Joseph S. Harris and the U.S. Northwest Boundary Survey, 1857-1861

Anne P. Streeter

Publisher: Trafford Pages: 463 Price: (paperback) $21.10 ISBN: 9781466936218 Reviewed: October, 2012 Author Website: Visit »

The 1850s were a busy time in the United States. In the aftermath of the Mexican War came the California gold rush, futile attempts to defer the slavery question, Indian wars, westward expansion, northern industrialization and the resolute march toward the Civil War. Lost in this torrent of events was the solution of the northwestern boundary issue between the United States and Great Britain, involving the border between Canada and what was then the Oregon Territory.

Anne P. Streeter fills that gap with entries from the unpublished memoir of Joseph Harris, her great grandfather and member of the American survey team, which she unearthed in her mother’s attic. These she embellishes with letters and diaries discovered at Yale from Harris and some of his companions, leading to a full portrait of hardship, resolution, adventure, and, ultimately, success.
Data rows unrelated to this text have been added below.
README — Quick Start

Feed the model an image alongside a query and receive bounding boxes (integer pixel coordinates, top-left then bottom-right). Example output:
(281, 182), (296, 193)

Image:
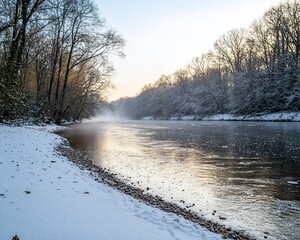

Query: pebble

(57, 142), (256, 240)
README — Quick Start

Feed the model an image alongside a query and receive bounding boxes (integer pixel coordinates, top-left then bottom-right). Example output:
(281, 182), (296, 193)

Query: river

(61, 121), (300, 240)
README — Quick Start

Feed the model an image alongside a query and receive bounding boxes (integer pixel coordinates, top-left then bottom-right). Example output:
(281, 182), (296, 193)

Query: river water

(64, 121), (300, 240)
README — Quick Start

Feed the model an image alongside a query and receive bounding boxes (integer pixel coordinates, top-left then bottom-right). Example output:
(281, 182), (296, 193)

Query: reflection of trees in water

(142, 123), (300, 200)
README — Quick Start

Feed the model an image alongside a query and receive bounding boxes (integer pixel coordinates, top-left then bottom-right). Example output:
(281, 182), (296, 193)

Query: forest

(112, 1), (300, 119)
(0, 0), (125, 123)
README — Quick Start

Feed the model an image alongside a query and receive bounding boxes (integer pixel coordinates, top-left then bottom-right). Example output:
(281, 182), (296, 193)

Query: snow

(0, 125), (221, 240)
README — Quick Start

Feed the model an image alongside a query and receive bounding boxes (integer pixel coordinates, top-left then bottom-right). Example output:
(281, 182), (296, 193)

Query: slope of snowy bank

(0, 125), (221, 240)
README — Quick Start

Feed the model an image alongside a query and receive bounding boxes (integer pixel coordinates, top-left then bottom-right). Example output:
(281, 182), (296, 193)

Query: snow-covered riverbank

(0, 125), (221, 240)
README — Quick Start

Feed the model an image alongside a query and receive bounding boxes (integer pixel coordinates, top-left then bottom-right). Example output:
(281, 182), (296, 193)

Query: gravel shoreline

(56, 141), (256, 240)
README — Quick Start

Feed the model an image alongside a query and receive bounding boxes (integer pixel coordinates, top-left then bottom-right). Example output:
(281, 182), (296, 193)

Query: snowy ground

(0, 125), (221, 240)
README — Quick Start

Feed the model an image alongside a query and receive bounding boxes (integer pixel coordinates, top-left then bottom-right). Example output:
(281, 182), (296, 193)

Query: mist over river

(63, 121), (300, 240)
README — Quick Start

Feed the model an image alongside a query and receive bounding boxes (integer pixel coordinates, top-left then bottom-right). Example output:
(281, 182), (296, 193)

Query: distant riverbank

(142, 112), (300, 122)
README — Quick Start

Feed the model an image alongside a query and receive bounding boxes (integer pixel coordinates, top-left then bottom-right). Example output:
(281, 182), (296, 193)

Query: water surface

(59, 121), (300, 239)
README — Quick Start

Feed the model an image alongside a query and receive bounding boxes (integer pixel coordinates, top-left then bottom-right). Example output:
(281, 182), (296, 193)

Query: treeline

(0, 0), (124, 122)
(113, 1), (300, 118)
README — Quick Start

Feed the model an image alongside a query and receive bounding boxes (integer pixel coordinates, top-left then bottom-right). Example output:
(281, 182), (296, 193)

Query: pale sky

(95, 0), (282, 100)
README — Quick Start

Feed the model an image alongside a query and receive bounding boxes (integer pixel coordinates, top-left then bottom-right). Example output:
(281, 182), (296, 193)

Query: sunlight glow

(96, 0), (282, 100)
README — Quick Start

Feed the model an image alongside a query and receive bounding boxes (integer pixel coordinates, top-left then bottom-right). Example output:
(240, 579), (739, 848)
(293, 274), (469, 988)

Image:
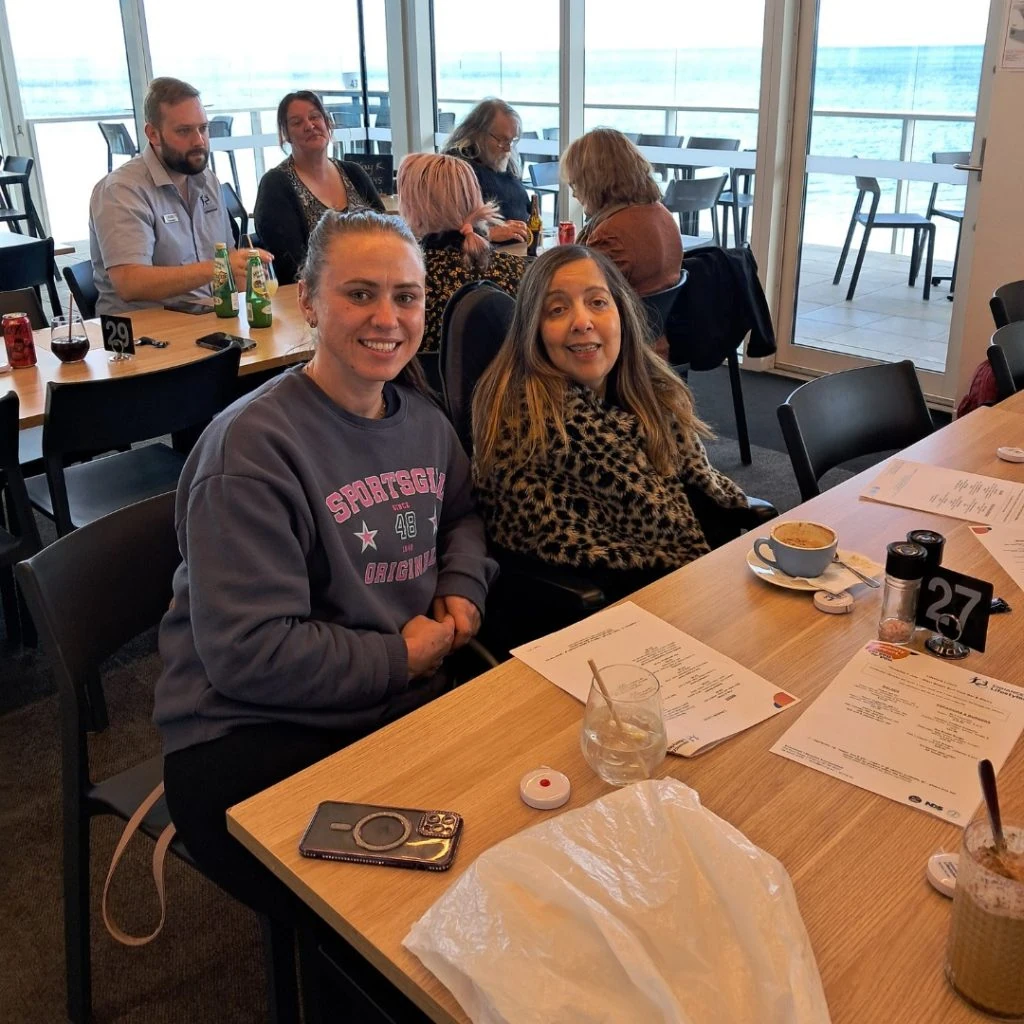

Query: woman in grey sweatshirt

(154, 213), (496, 920)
Although the book is crowded with details that may interest few beyond professional historians (i.e. “Because of the .64 seconds difference …between the two Commissions’ measurements, … they started with different Azimuths ….”), the basic story is fascinating. We learn, for instance, about the chaotic early years of the Western migration, how rumors of gold disrupted the party’s scientific work, of changing relations with the local Indians, and of the role whiskey played in the expedition’s less rigorous moments. Probably most interesting to general readers are the atmospherics of time and place, as when suspected volcanic eruptions turn out to be giant trees falling in the forest, when the party witnesses a solar eclipse, or when Harris describes the grandeur of the Cascades and his struggle to fight his way through a blizzard.

Illustrated with watercolors and drawings by James Madison Alden, the expedition’s official artist, as well as with maps and photographs of many of its members, the book sheds light on a previously shaded corner of American history. Those who can get past the often-dense information will find much to consider here.

Also available in hardcover and ebook.